Any system using historical precedent as an anchor must treat its inputs as auditable and challengeable, not as ground truth. The inputs need scrutiny, not just the outputs.
Rules that drift over time
The second is that rules and norms change over time. Football is a good example again: what counted as a tough but fair tackle in the 1990s would earn a red card today for excessive force. The game has become less physical, and the rules have been reworded repeatedly to reflect that. An AI trained on historical decisions without accounting for when those decisions were made, and under which interpretation of the rules, would produce misleading guidance. Any useful system needs to understand not just what was decided, but what rules were in force at the time and how their interpretation has drifted.

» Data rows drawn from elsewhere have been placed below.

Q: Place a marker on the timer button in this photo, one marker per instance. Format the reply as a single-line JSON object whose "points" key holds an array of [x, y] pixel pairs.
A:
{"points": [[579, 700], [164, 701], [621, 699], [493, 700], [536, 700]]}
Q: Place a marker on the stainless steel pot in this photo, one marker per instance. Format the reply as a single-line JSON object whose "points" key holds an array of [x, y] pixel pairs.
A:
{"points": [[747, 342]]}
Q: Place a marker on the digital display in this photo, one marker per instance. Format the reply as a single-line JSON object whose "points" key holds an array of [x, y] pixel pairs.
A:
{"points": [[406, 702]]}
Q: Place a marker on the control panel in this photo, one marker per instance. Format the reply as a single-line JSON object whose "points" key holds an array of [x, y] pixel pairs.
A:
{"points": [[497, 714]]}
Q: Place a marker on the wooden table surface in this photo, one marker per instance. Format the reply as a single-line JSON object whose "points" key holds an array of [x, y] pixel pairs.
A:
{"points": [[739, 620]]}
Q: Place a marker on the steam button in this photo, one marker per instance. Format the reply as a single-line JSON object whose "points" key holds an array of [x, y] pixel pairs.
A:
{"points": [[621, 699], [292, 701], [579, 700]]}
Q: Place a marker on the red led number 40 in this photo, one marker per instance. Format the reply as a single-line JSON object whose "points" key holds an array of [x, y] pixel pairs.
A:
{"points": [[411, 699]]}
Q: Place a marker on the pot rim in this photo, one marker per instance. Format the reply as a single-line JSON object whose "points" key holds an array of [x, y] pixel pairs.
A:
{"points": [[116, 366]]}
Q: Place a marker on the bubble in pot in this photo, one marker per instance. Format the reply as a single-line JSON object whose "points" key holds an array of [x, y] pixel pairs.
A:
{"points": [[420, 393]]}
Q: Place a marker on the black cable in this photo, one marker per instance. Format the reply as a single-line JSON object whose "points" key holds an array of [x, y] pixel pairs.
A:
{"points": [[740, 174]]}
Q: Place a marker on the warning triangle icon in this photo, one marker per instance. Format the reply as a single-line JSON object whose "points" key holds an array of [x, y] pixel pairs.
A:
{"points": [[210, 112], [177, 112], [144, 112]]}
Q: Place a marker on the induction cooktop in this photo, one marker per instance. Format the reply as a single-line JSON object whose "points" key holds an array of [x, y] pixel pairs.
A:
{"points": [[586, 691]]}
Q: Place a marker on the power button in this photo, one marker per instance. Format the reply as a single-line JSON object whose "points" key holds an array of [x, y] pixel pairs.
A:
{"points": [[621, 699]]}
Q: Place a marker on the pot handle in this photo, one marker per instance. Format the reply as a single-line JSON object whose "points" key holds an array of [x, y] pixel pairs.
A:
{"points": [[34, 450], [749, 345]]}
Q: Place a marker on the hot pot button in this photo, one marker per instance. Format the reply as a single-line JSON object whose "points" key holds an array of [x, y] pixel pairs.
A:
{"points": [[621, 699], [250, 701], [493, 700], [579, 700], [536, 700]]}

This makes building these systems harder. It does not make them impossible, and it does not make the underlying approach wrong. It just means they require care.
What this looks like in practice
In a DAO or network state, this framework might look like:
- Software-enforced rules for binary outcomes: budget thresholds, eligibility criteria, term limits. Defined once, applied consistently, auditable by anyone.
- AI-assisted pattern matching for ambiguous disputes: surfacing precedent, flagging outliers, giving decision-makers a data-informed anchor rather than leaving them alone with their biases.
- Governance dashboards that show not just what was decided, but why, mapped against the community's own agreed criteria and comparable past decisions.
Some of this is already being tested. Kleros runs community-based dispute resolution for blockchain conflicts under transparent, auditable rules, with jurors held accountable by tokenised incentives rather than institutional authority.
The humans remain in charge of values, goals, and final appeals. The software and AI handle the parts where human judgement has historically been least reliable.
Why this matters beyond governance
If we can build systems where power is decentralised, rules are transparent, and the scope for corrupting a decision is structurally reduced, we lower the prize that attracts bad actors in the first place. A monopoly on power becomes less valuable when the rules are harder to bend.
This is not a utopia, and AI is not a magic neutraliser. It has its own biases, its own owners, and its own failure modes. But used narrowly, within clear boundaries, with auditable inputs and human oversight, it offers something we have never quite had before: a way to make certain kinds of corruption expensive and visible rather than cheap and invisible.
We do not need perfect AI. We need good enough AI, applied precisely, in the right places.
In the next post I want to look at the practical transition: how we might share the productivity gains from AI, different models of ownership, and what role tools like Bitcoin could play in building more sovereign, voluntary communities.
Until then, the question I keep returning to is this: if we can design systems that make corruption structurally harder, why have we so rarely chosen to build them that way?